Culture
13:02 10 mai 2016 | mise à jour le: 10 mai 2016 à 17:46 Temps de lecture: 3 minutes

Magalie Lépine-Blondeau et Vincent-Guillaume Otis dans la nouvelle série de Luc Dionne

Magalie Lépine-Blondeau et Vincent-Guillaume Otis dans la nouvelle série de Luc Dionne
Photo: Radio-Canada

Magalie Lépine-Blondeau (19-2) et Vincent-Guillaume Otis (Série noire) seront Nadine Meilleur et Patrick Bissonnette, les deux enquêteurs autour de qui gravitera District 31, nouvelle série signée Luc Dionne (Omertà) qui prendra l’antenne d’ICI Radio-Canada Télé cet automne.

Gildor Roy (Daniel Chiasson, commandant du poste 31), Patrick Labbé (le lieutenant-détective Laurent Cloutier), Hélène Florent (Isabelle Roy, sergent-détective de la section des délits familiaux et des crimes sexuels), Sébastien Delorme (Stéphane Pouliot, sergent-détective affecté au crime organisé), Pascale Montpetit (la procureure Sonia Blanchard), Michel Charrette (le sergent-détective Bruno Gagné) et Cynthia Wu-Maheux (Da-Xia Bernard, analyste sénior à la section des renseignements criminels) et Jean Bisaillon (le journaliste Jeff Boudreault) seront aussi à la distribution.

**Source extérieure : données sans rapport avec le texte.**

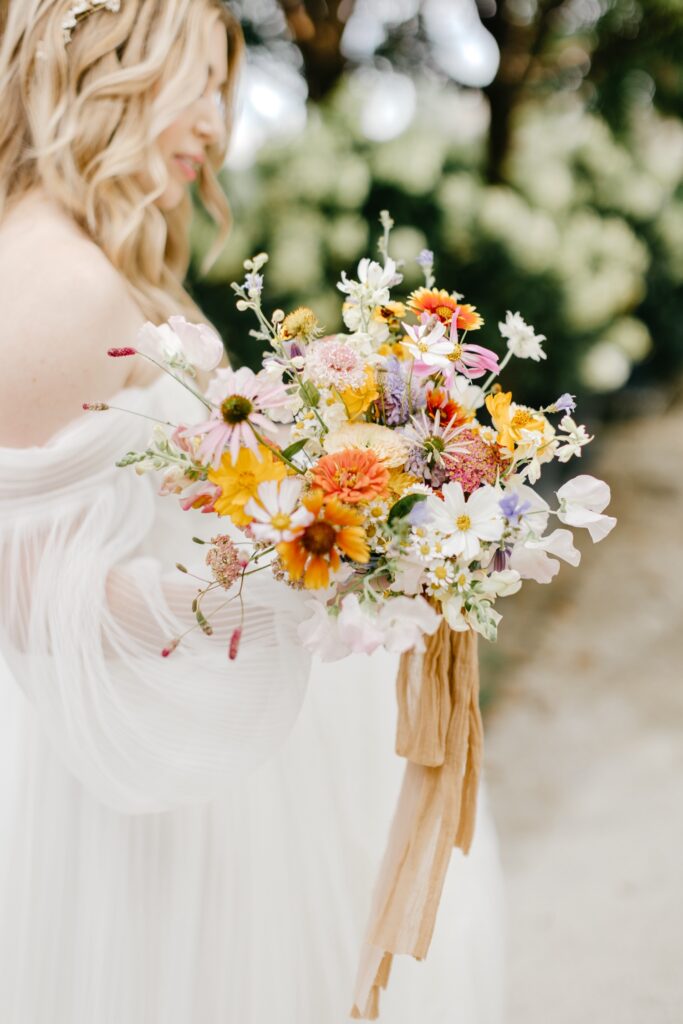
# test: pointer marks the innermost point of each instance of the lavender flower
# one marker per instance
(513, 508)
(397, 402)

Cette quotidienne produite par Aetios (la boîte de Fabienne Larouche), qui remplacera 30 vies, troquera donc l’univers scolaire pour celui de l’équipe d’enquêteurs du fictif poste 31. «Il y a déjà eu des séries dépeignant la réalité des agents de la police, j’avais donc envie d’aller vers les enquêteurs», explique Luc Dionne, dont les personnages seront confrontés aussi bien à des homicides et à des crimes sexuels qu’à des fraudes économiques et à des règlements de compte. «Toutes sortes de choses se passeront, qui ne seront pas nécessairement toujours heavy», précise l’auteur.

Contrairement à 30 vies, dans laquelle les intrigues s’échelonnaient sur une période de 4 à 8 épisodes, la formule de District 31 sera plus éclatée, puisque les enquêtes ne peuvent pas toujours être résolues en un laps de temps défini.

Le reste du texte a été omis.